Kapitel 63

Spaziergang

Wilem und Simmon hatten schon mit dem Mittagessen begonnen, als ich zu unserem Stammplatz auf dem Hof kam. »Entschuldigt bitte«, sagte ich und legte meinen Lautenkasten auf das Kopfsteinpflaster neben der Bank. »Ich bin aufgehalten worden.«

Ich war in Imre gewesen und hatte eine Drachme Quecksilber und einen Beutel Meersalz gekauft. Letzteres war sehr teuer gewesen, aber dieses eine Mal machte ich mir keine Gedanken deswegen. Wenn das Glück mir hold war, würde ich bald im Handwerkszentrum aufsteigen, und dann gehörten meine Geldsorgen der Vergangenheit an.

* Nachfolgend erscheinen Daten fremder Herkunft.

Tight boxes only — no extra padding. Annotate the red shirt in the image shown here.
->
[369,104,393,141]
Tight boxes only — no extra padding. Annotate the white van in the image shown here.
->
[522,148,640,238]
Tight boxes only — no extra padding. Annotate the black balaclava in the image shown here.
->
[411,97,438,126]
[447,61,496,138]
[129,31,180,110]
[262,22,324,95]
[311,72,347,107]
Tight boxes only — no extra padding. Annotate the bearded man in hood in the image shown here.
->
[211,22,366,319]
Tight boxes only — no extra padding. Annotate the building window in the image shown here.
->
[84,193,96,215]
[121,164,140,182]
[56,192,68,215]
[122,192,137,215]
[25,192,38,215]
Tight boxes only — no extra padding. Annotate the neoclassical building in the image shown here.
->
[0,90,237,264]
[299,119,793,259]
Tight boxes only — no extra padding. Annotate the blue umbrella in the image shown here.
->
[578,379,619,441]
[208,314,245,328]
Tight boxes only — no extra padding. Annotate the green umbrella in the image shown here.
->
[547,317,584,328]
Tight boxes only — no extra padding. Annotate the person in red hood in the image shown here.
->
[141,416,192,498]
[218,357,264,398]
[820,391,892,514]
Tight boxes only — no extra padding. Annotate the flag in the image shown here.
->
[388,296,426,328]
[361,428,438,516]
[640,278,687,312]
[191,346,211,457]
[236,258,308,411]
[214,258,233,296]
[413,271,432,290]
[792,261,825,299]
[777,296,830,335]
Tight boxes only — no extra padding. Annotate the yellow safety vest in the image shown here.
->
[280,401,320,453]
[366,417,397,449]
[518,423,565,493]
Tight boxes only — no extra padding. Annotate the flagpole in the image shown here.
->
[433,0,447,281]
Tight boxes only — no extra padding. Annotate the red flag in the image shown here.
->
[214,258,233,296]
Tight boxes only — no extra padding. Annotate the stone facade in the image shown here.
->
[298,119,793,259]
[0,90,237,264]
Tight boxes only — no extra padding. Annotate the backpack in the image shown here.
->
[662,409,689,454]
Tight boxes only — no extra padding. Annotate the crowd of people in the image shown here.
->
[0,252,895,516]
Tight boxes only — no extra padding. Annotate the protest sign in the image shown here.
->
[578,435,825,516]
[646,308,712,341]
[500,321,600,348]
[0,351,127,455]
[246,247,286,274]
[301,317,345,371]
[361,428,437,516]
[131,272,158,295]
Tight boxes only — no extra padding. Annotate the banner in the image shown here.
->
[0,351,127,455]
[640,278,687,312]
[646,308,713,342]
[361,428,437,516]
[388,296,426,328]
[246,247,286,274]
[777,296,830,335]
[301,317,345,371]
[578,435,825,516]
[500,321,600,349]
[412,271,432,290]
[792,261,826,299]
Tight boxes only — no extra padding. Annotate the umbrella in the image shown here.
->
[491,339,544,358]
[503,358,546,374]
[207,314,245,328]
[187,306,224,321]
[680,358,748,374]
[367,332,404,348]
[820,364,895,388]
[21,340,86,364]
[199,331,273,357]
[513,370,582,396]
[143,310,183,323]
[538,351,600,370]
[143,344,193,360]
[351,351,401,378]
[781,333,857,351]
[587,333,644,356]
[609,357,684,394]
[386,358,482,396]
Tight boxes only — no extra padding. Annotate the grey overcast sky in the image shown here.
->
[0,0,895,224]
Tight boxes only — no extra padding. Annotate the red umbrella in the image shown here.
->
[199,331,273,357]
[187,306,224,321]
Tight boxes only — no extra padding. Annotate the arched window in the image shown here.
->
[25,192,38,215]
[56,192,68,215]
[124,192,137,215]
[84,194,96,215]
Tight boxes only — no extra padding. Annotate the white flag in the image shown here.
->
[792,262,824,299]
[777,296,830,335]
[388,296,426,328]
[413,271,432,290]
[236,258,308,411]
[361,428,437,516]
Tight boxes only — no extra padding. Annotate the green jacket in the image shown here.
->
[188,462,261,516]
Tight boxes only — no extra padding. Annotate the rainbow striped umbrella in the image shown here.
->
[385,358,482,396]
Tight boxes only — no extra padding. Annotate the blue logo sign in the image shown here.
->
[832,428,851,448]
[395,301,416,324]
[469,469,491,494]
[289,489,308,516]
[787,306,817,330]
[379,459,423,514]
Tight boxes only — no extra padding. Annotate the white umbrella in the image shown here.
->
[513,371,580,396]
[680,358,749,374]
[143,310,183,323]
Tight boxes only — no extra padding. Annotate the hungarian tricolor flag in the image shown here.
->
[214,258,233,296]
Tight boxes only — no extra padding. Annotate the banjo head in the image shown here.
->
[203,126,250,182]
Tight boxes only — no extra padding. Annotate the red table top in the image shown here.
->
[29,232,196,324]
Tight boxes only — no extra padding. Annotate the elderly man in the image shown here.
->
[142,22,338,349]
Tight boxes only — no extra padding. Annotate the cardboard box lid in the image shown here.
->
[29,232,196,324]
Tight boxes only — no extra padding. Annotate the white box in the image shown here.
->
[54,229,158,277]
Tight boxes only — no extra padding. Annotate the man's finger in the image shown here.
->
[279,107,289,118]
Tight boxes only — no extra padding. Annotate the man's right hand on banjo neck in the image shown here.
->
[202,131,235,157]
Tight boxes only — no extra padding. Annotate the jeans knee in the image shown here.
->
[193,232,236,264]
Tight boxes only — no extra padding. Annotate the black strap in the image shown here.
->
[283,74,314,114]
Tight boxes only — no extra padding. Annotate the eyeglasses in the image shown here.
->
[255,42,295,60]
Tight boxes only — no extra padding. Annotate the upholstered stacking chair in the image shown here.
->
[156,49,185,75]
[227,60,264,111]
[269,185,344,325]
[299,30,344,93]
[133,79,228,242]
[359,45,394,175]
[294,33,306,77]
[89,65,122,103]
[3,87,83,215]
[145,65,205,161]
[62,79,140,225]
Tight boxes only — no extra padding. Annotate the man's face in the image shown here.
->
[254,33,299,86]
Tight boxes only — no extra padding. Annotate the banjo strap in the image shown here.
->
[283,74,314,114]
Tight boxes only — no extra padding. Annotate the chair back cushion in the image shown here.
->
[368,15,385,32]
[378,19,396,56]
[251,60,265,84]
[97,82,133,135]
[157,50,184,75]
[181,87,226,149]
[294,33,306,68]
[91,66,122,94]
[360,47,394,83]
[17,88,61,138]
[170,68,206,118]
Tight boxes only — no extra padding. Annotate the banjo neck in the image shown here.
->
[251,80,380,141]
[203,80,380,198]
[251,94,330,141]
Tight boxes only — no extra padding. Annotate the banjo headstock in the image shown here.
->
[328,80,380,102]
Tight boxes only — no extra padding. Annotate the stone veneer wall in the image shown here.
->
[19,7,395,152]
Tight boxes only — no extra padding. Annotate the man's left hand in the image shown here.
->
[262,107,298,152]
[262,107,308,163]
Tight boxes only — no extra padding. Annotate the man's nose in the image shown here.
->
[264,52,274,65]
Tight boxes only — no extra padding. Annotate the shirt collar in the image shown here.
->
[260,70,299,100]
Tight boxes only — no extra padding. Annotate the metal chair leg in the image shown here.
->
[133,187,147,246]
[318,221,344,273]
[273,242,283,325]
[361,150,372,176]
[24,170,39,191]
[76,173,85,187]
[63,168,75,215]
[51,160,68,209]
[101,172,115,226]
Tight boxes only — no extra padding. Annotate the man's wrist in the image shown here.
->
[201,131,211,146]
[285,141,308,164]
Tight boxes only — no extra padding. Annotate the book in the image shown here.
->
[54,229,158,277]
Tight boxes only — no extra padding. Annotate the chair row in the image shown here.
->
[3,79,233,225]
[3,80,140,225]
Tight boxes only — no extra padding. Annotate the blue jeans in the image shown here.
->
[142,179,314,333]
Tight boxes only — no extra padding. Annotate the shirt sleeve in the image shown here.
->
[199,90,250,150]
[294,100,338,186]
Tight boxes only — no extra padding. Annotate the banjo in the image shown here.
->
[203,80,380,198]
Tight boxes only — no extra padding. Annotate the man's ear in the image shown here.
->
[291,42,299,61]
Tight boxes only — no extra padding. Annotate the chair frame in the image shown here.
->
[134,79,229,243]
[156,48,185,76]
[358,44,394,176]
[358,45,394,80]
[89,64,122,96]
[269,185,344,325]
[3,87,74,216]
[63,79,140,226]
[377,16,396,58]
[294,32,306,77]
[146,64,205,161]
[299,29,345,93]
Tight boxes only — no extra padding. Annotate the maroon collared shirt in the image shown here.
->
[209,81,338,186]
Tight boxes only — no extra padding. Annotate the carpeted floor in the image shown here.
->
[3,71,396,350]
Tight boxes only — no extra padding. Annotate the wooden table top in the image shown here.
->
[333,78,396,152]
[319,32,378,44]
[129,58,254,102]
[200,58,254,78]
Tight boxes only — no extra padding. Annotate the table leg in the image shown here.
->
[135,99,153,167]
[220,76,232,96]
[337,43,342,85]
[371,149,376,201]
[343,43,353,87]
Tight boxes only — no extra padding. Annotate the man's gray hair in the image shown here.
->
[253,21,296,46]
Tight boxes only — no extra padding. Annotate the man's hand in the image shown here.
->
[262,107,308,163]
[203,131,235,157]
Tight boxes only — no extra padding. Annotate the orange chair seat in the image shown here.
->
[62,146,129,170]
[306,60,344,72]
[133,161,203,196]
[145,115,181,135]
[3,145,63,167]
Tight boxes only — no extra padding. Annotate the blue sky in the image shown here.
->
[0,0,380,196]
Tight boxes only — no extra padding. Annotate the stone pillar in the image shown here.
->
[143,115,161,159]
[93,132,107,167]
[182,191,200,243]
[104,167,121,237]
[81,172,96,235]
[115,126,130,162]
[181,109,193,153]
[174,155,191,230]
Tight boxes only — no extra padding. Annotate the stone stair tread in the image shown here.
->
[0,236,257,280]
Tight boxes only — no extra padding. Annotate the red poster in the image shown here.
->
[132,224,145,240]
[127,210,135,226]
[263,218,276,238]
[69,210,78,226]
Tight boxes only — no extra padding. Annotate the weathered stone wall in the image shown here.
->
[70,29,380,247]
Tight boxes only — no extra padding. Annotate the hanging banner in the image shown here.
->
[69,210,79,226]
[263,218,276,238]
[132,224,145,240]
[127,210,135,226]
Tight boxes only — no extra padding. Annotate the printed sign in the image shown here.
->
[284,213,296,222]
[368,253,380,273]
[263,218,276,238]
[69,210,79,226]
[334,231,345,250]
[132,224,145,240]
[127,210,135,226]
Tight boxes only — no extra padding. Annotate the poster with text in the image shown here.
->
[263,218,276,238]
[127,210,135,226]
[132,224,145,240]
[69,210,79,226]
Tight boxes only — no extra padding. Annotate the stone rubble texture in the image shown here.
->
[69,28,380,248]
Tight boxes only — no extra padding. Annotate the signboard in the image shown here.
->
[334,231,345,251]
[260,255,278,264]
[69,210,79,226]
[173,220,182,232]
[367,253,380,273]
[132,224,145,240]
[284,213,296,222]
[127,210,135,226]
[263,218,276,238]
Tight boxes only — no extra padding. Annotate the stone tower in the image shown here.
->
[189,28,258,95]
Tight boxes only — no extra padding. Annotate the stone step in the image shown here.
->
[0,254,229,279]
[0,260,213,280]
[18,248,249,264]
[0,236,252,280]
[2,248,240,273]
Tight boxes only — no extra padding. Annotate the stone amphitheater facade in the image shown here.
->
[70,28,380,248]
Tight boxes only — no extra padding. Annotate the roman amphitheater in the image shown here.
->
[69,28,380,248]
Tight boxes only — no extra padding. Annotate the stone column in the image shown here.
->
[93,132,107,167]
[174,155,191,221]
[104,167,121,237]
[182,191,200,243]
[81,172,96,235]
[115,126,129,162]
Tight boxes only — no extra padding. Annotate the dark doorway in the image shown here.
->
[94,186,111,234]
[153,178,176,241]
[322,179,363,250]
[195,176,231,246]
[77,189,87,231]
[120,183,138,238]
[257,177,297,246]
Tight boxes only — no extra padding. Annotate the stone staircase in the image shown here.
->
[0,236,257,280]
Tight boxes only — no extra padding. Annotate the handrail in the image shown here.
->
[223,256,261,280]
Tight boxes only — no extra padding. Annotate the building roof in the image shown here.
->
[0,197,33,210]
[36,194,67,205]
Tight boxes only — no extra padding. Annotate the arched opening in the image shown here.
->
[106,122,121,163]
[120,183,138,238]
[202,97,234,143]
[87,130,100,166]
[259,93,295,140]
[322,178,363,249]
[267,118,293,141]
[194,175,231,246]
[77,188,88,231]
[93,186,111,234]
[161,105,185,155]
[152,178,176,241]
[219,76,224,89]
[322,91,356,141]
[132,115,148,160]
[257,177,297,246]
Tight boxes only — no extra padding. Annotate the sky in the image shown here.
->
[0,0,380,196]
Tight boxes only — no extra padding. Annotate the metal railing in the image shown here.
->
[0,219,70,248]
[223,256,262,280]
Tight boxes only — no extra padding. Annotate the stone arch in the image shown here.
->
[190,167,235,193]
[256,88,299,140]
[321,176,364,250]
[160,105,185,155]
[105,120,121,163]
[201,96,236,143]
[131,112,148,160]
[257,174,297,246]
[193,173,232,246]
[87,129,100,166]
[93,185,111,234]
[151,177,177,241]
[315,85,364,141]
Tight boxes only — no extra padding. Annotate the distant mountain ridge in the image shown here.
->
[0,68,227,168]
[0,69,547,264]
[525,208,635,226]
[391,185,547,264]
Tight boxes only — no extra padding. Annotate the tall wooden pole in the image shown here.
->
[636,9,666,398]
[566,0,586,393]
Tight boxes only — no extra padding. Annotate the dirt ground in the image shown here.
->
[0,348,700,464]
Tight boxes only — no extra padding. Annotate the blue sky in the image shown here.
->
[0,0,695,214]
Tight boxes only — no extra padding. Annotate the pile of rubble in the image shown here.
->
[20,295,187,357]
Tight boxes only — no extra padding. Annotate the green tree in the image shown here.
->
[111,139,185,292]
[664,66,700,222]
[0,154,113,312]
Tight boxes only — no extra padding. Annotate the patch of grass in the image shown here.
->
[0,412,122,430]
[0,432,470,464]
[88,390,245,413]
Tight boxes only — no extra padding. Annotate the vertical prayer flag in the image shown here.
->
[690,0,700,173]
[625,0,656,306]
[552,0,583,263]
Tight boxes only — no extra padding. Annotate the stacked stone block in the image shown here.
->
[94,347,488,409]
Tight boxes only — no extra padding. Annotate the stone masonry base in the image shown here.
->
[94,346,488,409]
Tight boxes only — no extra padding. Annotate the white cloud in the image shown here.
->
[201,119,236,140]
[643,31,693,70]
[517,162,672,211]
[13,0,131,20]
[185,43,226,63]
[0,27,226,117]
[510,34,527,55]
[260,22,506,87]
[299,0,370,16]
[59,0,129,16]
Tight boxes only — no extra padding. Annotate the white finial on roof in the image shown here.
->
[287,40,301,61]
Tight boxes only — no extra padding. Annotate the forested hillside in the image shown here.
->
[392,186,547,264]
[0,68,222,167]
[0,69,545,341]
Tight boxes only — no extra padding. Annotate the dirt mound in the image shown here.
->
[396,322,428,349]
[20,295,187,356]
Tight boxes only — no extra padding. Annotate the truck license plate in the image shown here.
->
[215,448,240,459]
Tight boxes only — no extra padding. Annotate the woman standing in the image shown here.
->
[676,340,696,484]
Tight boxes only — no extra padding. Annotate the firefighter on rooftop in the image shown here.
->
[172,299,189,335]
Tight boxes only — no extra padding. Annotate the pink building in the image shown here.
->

Während des Einkaufs war ich auch rein zufällig an dem Gasthof vorbeigekommen, in dem Denna wohnte, aber sie war weder dort noch im Eolian noch in dem Park gewesen, in dem wir uns in der vergangenen Nacht unterhalten hatten. Dennoch war ich bester Stimmung.

Ich klappte meinen Lautenkasten auf, dass der Sonnenschein die neuen Saiten wärmen und ihnen beim Strecken helfen konnte. Dann ließ ich mich neben meinen beiden Freunden auf der Steinbank unter dem Fahnenmast nieder.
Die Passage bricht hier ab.